C’était mon refuge à moi ; révélé à personne. Pas même à mes sœurs pourtant complices quotidiennes de nos jeux d’enfants. Il m’accueillait par temps chaud d’été.
Je l’avais découvert en cueillant des petites fraises. Difficile de dire quel âge j’avais. Peut-être six ans? Pas plus. En fait, ce n’était pas loin de la maison. Juste de l’autre côté du pâturage, adossé à la clôture en pieux de cèdres séparant notre propriété de celle du voisin. Mon petit nid s’inclinait au soleil vers une petite rigole roucoulante en contrebas.
J’avais plaisir de m’y allonger dans l’herbe chaude et d’écouter la musique de la nature! Une vie active s’animait autour de moi telle une symphonie inachevée. Une sauterelle dérangée par ma présence cliquetait en se sauvant. Une abeille tourbillonnait d’allégresse au dessus des trèfles gorgés de nectar. Tiens, un papillon jaune folâtrait autour d’une marguerite. Il ne manquait plus qu’une libellule gracieuse pour venir saluer la demoiselle que j’étais! En revanche, un colibri s’amenait faire du surplace devant mon regard.
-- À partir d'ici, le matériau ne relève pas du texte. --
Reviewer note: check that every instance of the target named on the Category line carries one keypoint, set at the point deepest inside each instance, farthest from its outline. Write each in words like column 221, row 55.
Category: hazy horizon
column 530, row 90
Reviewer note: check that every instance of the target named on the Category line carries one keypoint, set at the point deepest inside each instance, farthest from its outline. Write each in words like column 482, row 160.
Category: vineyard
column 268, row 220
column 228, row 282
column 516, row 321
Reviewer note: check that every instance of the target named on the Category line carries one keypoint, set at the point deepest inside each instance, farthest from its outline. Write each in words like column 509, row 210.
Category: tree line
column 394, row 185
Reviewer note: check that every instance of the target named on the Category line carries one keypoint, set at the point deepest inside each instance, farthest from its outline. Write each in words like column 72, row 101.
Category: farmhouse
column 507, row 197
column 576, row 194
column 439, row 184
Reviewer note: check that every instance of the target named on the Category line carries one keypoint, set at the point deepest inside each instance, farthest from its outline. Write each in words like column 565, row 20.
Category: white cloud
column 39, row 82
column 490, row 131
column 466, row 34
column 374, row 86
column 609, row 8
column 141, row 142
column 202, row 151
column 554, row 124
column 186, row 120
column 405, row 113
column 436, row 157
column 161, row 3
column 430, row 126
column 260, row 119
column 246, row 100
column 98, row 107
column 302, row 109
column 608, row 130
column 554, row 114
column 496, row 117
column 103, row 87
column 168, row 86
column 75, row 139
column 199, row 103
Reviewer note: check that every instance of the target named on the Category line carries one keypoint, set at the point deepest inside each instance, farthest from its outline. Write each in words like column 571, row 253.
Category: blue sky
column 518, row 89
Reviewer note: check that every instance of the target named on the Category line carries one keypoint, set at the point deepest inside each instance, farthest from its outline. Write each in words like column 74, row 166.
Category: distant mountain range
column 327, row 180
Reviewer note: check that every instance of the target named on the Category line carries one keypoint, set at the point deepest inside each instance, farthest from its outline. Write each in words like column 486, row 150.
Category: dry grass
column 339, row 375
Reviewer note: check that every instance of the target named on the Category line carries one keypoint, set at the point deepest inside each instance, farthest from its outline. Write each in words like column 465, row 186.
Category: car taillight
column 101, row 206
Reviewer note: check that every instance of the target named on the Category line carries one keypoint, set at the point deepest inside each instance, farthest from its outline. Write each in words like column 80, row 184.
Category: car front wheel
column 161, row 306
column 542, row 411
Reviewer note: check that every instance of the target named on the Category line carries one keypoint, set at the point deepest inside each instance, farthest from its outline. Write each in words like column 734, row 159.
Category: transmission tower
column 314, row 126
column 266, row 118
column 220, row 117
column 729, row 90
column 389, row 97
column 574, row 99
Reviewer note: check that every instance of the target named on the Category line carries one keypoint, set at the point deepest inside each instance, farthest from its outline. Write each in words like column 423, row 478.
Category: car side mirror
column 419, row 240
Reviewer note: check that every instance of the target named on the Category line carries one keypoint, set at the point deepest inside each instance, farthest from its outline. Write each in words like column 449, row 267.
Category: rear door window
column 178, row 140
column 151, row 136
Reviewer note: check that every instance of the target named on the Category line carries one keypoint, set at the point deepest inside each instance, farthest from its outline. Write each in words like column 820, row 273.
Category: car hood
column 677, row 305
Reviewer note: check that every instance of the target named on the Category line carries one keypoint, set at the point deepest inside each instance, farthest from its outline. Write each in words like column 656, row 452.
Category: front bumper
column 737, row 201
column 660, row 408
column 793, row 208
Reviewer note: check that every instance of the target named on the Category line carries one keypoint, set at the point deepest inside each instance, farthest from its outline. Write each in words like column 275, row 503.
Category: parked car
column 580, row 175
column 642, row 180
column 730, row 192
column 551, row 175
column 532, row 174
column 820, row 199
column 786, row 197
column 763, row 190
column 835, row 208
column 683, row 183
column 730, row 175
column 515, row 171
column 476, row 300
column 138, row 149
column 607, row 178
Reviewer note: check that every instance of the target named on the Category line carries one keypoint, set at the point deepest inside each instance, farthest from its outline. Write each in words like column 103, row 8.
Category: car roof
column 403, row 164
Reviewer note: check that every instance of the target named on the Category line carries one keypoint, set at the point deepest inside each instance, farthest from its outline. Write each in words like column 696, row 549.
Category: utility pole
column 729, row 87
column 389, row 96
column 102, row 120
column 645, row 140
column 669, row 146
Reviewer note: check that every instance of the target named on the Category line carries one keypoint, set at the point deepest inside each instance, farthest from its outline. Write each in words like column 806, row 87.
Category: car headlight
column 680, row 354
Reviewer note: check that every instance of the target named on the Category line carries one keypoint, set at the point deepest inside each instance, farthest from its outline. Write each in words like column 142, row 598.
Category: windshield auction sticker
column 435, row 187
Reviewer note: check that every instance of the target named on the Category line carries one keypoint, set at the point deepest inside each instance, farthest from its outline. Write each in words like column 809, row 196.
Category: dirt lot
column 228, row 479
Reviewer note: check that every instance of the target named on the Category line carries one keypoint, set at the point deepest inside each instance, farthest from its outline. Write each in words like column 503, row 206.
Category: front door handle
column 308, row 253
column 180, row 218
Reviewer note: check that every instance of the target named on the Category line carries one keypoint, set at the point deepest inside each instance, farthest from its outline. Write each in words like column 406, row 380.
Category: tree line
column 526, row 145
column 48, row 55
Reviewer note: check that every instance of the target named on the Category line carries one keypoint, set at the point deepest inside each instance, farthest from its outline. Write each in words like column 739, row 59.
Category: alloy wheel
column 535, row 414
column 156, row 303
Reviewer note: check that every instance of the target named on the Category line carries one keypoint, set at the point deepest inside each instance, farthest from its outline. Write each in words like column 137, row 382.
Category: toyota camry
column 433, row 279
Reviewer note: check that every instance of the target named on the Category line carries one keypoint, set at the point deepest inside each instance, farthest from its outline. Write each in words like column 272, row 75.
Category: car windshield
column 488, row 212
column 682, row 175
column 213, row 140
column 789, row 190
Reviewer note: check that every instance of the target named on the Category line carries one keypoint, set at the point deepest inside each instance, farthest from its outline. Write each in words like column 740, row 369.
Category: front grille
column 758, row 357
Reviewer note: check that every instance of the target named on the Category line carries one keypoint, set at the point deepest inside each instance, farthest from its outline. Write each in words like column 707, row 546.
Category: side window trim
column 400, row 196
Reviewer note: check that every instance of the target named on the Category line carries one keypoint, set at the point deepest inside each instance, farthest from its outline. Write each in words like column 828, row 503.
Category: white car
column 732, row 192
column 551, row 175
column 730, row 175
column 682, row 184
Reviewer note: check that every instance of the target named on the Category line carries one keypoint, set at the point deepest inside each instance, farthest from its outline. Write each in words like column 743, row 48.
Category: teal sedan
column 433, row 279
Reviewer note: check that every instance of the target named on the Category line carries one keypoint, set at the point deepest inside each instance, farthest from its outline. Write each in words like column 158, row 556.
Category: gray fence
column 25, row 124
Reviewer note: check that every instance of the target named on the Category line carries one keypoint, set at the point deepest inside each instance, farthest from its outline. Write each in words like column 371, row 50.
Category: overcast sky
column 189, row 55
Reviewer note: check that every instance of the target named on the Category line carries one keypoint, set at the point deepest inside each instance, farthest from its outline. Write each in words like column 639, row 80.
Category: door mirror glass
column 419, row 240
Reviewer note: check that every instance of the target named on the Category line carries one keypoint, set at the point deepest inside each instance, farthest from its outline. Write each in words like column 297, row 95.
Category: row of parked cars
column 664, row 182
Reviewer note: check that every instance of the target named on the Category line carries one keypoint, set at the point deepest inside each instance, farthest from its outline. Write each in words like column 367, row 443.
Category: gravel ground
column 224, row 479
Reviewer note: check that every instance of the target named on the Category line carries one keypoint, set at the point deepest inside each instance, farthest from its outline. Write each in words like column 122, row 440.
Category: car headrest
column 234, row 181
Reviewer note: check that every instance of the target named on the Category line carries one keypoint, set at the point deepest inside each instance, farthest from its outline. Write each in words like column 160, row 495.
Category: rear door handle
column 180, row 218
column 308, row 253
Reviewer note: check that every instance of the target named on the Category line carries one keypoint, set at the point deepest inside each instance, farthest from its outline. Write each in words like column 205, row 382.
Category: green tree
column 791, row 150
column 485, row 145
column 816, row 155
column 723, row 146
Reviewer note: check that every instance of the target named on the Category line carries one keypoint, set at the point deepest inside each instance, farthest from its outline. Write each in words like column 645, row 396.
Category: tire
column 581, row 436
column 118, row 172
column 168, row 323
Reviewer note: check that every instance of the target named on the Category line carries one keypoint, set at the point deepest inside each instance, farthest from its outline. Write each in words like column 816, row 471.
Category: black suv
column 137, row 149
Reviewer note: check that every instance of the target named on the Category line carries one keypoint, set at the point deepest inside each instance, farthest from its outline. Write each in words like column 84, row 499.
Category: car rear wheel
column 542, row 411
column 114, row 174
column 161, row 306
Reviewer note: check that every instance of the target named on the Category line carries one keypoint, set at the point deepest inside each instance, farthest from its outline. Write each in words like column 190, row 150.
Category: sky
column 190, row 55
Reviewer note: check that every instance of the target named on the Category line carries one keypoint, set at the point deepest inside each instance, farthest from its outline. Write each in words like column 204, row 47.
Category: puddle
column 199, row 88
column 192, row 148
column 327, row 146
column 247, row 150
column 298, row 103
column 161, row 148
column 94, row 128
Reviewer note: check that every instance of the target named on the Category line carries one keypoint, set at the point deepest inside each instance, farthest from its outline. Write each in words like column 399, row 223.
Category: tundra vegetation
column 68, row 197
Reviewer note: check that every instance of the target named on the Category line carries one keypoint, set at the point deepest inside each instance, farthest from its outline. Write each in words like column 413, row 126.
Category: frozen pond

D’autres bestioles plus impressionnantes osaient parfois me faire sursauter. Une grenouille coquette attirait mon attention par son coassement. Un mulot furtif filait à toute vitesse vers un autre repaire.
Chaque fois c’était un spectacle différent, une nouvelle chorégraphie que je gardais jalousement pour moi seule.
Ces moments privilégiés au soleil d’été demeurent à jamais le souvenir le plus poétique de mon enfance. J’en entends encore les vibrations, j’en hume toujours les odeurs et en perçois les couleurs.
Si on me demande d’évoquer un lieu paradisiaque, c’est à mon refuge que je pense. Je lui dois de m’avoir appris le côté bavard du silence, la vie autour d’un brin d’herbe et la beauté qui n’aspire qu’à être contemplée.